“Nós sabemos muito bem que nossa liberdade é incompleta sem a liberdade dos palestinos”¹

No dia 23 de julho, durante as ações do Julho Negro, a pesquisadora Raíssa Belintani, do Programa Justiça Sem Muros, participou da atividade “Conexão Brasil-Palestina: Prisão, Racismo e Resistência” junto à ativista e pesquisadora palestina Soraya Misleh, da Frente de Defesa pelo Povo Palestino, à cantora sulafricana Nduduzo Godensia Dlamini, e ao Milton Barbosa, do Movimento Negro Unificado (MNU) e representante da Amparar – Associação de Amigos(as) e Familiares de Presos(as).

Durante o evento, foram tratadas algumas das intersecções existentes entre o controle de populações através das prisões, os impactos das privatizações em matéria de punição, a economia da guerra e o uso de diferentes tecnologias de inteligência e armamento em regiões como as periferias brasileiras e os Territórios Palestinos Ocupados (TPO), de maneira a aproximar as realidades de controle populacional em contextos como os dos citados Brasil e Palestina.

A questão principal trazida no evento foi a de compreender como a estrutura da ocupação israelense é também uma estrutura de apartheid, privatizada e que visa o lucro, e como essa estrutura se reflete no Brasil e em outros lugares do mundo. O neoliberalismo como racionalidade de Estado busca controlar e selecionar determinadas populações com base no racismo, sexismo, colonialismo, entre outros, de forma a perpetuar, por exemplo, essa ocupação israelense na Palestina, e que também faz matar e encarcerar pessoas negras e indígenas no Brasil. Segundo Nduduzo Dlamini, protagonista da Campanha NduduzoTemVoz e egressa do sistema prisional brasileiro, “para mim, ser mulher negra, imigrante e com passagem pelo sistema judicial é difícil estar aqui hoje […] eu penso nessas mulheres que estão nas prisões e elas pensam em liberdade e quando elas saem, a liberdade não está aqui”.
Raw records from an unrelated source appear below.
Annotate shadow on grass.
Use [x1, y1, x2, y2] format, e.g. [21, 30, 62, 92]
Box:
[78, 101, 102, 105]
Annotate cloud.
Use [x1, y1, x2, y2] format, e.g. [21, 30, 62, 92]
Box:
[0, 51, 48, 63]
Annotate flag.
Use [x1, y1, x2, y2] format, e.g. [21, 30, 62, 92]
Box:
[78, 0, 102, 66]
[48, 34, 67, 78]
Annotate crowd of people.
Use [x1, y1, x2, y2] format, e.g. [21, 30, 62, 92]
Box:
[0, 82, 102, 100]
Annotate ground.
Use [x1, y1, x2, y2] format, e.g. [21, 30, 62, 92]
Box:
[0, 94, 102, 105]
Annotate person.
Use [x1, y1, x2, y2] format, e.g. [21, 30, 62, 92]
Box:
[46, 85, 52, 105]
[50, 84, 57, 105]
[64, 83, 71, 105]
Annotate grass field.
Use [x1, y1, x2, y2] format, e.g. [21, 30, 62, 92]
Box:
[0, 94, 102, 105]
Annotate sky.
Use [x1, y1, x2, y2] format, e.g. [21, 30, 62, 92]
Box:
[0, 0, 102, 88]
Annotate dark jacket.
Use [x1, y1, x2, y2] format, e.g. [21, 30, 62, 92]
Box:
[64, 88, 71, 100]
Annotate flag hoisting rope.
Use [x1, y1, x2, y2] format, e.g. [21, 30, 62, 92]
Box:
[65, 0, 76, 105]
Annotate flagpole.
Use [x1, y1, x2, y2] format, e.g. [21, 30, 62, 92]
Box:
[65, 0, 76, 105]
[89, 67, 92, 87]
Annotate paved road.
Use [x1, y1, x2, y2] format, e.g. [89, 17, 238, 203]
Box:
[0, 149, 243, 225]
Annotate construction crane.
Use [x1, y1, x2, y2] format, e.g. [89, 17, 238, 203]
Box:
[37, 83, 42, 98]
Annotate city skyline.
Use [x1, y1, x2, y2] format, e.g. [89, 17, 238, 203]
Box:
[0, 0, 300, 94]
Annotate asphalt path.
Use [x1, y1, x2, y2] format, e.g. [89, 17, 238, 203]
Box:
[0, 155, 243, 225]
Na Palestina, os mecanismos de controle, como os checkpoints² e o muro do apartheid³, estão presentes no dia-a-dia do povo. Um exemplo de sua utilização é a humilhação e repressão que grande parte dos palestinos está submetida durante as passagens pelos checkpoints para chegarem aos seus postos de trabalho nos territórios israelenses. Trajetos que levariam menos de 10 minutos podem levar horas e expõem essas pessoas a uma série de perigos, como violências na hora da revista – esta, diária – e prisões arbitrárias.

No ano de 2016, segundo dados mais recentes da ONG Addamer, 6440 pessoas foram presas na Palestina, o que corresponde a 17 prisões por dia incluindo crianças, homens, mulheres, ativistas de direitos humanos, membros de órgãos legislativos palestinos e jovens⁴. Em relação ao ano de 2018, apenas no mês de maio, 605 pessoas palestinas foram presas. Na Palestina entende-se o significado da frase “toda prisão é uma prisão política”, quando se vê jovens e crianças presas com penas de até 20 anos por atirarem pedras no exército israelense, altos números de prisões administrativas sob justificativas genéricas ligadas à segurança nacional, práticas de detenção em massa e punições coletivas.

No Brasil, os dados oficiais do Departamento Penitenciário Nacional (DEPEN), relativos ao ano de 2016, indicam que entre 2000 e 2016 houve um aumento de 157% na população carcerária no país, sendo que as acusações que mais prendem homens e mulheres são referentes ao patrimônio ou atividades relacionadas a drogas, e, do total de pessoas encarceradas no Brasil, cerca de 40% está sob prisão provisória, ou seja, estão presas aguardando julgamento.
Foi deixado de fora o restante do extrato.